Protecting My Own
I’m an introspective person, and I’ve been in counseling several times during my adulthood. Most of the issues I have dealt with revolve around my relationship with my dad and my childhood wounds. I thought I had worked through all that. That’s why the revelations I have been having the past few days have surprised me. I didn’t understand the five year old me I wrote about in my last blog until now. I knew she was scared of her dad. I didn’t know the depth of her anger, nor that it was not only towards her father but towards her mother as well. Growing up with a father I considered a “bad” parent, I needed a “good” parent. My mother was a loving, kind woman, but she was not perfect. She failed me in some ways that I have not wanted to acknowledge, but I must face now in order to heal. That’s so hard for me because it feels like a betrayal of the mother who loved me the best she could, while her own life was so full of heartaches.

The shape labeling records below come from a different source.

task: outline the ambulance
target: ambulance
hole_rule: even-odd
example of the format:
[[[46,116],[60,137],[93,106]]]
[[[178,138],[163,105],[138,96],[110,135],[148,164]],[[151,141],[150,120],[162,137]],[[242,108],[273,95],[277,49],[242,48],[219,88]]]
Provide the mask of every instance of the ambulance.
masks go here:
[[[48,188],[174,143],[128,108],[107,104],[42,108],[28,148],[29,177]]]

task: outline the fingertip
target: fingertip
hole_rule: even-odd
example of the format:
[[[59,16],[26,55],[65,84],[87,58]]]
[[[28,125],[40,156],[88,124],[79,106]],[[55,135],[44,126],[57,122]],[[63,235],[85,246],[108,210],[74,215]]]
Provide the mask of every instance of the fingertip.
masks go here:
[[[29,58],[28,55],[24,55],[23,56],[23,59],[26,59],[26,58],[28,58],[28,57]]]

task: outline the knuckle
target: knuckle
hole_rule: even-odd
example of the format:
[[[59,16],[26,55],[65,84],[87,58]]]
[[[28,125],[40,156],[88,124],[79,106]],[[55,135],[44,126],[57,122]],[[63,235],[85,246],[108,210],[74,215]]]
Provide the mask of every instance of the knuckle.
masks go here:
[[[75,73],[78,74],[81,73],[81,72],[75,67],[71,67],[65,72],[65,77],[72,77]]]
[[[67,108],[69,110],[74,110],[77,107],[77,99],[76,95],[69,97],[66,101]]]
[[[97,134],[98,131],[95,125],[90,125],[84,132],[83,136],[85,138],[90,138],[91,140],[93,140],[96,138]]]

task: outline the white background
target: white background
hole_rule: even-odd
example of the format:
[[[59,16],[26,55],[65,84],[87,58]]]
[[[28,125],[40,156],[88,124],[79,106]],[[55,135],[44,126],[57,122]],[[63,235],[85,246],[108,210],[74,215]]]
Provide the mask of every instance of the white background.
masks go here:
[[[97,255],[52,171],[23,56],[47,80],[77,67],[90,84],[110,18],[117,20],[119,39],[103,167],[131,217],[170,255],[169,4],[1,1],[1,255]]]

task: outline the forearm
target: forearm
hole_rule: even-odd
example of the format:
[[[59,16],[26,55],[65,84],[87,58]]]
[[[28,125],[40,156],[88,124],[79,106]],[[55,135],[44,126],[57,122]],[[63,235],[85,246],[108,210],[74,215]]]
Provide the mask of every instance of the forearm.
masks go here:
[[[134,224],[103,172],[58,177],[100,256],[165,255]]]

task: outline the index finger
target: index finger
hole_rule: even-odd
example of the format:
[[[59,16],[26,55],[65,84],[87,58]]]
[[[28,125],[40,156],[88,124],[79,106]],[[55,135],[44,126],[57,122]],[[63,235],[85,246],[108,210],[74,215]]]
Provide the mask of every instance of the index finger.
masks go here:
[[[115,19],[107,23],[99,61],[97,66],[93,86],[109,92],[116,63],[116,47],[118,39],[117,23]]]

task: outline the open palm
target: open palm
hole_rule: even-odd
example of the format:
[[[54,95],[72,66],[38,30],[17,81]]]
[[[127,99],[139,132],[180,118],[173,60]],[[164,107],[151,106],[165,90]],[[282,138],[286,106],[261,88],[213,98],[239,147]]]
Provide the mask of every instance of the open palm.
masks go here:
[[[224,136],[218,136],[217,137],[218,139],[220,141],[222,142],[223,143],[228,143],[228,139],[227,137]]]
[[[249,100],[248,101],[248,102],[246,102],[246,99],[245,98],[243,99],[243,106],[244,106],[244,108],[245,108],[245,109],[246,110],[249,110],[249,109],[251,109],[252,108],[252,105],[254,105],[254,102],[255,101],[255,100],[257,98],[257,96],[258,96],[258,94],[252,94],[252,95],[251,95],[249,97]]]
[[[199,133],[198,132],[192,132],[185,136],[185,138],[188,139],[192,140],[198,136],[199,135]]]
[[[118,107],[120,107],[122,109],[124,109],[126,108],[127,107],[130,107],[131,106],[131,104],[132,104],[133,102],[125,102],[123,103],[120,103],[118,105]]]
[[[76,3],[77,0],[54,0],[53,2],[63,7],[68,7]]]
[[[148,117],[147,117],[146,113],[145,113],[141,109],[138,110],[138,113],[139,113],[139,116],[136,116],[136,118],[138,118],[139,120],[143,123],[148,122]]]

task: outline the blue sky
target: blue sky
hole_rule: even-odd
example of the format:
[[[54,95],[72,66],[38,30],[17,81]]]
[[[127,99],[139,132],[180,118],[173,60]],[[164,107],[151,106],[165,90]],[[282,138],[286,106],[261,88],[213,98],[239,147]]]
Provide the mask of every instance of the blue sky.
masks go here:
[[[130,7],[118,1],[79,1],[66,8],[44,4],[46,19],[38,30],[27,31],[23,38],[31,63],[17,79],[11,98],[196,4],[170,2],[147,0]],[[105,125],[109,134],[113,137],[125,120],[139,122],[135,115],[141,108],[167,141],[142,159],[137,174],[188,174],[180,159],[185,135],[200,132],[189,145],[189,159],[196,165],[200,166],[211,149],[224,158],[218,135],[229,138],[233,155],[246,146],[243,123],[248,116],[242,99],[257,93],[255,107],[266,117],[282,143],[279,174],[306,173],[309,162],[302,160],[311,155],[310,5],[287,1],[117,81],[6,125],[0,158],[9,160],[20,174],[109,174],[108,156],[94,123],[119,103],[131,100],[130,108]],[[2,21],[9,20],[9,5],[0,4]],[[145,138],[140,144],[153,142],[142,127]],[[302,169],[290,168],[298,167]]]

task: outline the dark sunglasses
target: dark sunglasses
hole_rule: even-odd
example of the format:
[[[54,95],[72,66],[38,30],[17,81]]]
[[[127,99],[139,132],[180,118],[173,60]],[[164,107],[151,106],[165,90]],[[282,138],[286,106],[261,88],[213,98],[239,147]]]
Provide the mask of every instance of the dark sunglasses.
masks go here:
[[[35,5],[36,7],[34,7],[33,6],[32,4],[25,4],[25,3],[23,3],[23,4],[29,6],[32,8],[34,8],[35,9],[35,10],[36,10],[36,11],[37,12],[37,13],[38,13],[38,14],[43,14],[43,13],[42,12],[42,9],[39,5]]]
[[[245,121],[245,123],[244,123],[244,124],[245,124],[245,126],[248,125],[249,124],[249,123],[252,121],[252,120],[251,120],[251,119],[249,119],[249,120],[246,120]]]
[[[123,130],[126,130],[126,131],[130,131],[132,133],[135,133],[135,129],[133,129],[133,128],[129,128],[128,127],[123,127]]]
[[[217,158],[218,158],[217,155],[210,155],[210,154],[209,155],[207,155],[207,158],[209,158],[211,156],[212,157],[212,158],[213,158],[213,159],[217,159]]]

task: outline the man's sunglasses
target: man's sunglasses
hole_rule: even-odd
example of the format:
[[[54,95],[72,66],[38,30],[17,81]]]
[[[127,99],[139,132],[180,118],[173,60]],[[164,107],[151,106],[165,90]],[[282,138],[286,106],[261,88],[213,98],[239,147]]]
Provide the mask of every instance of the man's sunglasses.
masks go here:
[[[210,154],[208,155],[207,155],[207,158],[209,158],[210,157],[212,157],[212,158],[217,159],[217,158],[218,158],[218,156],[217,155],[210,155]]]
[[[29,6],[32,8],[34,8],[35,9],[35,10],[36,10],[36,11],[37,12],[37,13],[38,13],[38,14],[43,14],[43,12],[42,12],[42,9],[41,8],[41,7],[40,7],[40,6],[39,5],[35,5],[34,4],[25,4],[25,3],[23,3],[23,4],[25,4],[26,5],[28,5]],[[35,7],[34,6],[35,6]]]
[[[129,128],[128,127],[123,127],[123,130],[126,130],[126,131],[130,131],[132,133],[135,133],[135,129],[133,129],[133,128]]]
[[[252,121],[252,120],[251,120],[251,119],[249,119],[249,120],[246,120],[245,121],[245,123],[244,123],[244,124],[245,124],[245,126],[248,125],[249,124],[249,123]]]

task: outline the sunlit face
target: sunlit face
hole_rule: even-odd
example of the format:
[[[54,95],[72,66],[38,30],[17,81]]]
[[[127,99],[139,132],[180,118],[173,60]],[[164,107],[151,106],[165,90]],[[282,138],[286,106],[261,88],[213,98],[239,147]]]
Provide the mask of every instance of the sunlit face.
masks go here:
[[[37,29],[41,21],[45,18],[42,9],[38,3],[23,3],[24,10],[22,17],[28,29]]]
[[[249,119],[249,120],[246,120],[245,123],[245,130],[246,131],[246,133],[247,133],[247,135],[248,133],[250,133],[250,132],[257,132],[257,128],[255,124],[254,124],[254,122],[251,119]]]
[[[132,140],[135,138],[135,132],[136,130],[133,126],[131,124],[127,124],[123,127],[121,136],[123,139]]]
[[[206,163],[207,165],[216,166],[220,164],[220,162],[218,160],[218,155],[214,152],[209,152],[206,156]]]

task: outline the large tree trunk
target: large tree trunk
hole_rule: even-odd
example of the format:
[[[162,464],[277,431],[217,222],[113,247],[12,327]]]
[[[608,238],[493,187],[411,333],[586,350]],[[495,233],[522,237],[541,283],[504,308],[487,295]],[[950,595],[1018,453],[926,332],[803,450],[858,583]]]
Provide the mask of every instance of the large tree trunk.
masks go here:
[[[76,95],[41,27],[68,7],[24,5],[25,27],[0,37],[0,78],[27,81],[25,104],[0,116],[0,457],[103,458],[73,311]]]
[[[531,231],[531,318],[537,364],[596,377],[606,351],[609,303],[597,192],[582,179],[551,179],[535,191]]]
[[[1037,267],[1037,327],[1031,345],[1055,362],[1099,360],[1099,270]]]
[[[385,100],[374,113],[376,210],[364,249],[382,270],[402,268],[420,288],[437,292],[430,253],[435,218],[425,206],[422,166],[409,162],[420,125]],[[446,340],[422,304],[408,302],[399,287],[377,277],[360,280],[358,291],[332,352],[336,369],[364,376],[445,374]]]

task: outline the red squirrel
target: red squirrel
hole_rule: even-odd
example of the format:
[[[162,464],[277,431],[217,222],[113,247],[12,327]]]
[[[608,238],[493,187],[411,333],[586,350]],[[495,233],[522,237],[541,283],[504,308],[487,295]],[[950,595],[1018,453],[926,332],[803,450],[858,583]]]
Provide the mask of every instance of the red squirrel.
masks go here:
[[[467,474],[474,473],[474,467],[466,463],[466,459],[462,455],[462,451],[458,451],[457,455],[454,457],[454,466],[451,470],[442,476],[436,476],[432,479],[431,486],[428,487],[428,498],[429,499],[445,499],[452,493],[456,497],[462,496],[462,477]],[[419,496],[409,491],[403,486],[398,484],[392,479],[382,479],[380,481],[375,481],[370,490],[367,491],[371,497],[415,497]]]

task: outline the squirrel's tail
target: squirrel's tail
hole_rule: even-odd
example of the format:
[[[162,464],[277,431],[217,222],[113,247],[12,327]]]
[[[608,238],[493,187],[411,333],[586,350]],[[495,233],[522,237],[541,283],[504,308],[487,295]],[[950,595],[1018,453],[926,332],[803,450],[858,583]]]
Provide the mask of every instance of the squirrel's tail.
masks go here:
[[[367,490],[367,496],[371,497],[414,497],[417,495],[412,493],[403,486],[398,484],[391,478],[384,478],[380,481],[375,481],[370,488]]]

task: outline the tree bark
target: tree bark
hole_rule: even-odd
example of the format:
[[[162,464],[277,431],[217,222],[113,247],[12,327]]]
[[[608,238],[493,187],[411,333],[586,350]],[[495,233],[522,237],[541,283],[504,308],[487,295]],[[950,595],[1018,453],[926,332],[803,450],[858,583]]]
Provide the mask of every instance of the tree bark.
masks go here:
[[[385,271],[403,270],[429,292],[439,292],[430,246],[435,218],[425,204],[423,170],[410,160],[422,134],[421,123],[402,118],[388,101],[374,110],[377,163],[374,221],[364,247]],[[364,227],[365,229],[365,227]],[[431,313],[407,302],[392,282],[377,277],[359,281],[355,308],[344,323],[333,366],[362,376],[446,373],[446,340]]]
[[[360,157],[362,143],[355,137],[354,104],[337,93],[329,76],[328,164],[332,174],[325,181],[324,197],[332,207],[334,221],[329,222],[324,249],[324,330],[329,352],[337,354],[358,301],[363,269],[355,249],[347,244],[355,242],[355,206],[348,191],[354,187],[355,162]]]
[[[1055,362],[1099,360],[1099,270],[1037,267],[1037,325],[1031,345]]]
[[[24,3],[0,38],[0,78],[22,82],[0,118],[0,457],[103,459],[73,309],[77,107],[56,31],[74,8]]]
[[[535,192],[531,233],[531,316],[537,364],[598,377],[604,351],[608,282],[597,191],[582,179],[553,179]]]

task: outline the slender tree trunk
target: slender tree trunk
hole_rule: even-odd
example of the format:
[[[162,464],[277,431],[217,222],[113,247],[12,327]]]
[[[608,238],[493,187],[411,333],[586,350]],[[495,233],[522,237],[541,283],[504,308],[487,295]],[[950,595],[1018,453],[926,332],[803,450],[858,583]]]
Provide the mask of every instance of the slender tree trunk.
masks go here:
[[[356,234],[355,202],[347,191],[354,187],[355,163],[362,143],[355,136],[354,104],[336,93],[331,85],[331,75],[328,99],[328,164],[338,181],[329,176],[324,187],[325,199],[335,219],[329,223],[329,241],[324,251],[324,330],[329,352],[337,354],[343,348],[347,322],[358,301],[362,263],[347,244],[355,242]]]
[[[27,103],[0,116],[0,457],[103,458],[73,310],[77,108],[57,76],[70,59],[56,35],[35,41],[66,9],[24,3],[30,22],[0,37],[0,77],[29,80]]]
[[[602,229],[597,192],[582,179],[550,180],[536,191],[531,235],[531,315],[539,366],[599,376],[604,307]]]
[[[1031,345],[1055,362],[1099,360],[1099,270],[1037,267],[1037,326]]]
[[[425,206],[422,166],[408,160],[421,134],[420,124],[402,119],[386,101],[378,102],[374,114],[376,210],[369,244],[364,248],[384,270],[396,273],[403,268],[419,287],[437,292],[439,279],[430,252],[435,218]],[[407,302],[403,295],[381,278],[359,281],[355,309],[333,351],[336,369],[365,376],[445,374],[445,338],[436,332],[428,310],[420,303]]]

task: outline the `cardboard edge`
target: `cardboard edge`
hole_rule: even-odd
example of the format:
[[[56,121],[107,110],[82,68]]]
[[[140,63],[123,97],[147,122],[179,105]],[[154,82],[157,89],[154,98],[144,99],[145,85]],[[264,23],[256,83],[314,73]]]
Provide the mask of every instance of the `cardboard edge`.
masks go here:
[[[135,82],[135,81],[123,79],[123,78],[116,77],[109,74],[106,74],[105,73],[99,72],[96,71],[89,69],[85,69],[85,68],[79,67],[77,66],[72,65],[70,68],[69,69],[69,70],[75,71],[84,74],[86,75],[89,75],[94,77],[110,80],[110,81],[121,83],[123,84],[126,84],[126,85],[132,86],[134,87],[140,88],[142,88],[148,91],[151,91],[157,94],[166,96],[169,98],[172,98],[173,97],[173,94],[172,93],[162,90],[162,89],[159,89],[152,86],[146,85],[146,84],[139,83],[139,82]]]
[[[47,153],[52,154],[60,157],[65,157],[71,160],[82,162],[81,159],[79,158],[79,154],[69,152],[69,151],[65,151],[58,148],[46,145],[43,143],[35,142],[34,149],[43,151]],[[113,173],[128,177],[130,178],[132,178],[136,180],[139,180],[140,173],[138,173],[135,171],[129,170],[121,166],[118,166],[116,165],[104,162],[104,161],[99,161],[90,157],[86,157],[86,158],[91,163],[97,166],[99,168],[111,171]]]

The adult me understands very well the intimidation my mother must have felt and how easy it was with each incident just to say it isn’t worth the fight to stand up to him, not recognizing the that the larger picture amounted to a lifetime of abuse for her children. She wanted to keep the peace and hold her marriage together. But at what price? At the price of my sister and me. After discussing all this with my sister, she admonished me to remember that just as the little five year old Kim needed protection from Dad, so do my children. I have been guilty of the same thinking as my mother; overlooking his treatment of my children just to keep the peace. Of course, it is not the same treatment as I received from him; neither Phil nor I would ever allow that. But I have tolerated his more subtle manipulations and inappropriate behavior with my children that I never should have. Understanding what it feels like to be that unprotected child, the mother in me determined to rise to my sister’s challenge. Better late than never, but my love for my children gives me the courage to do or say whatever it takes to give them the protection that I so needed when I was young.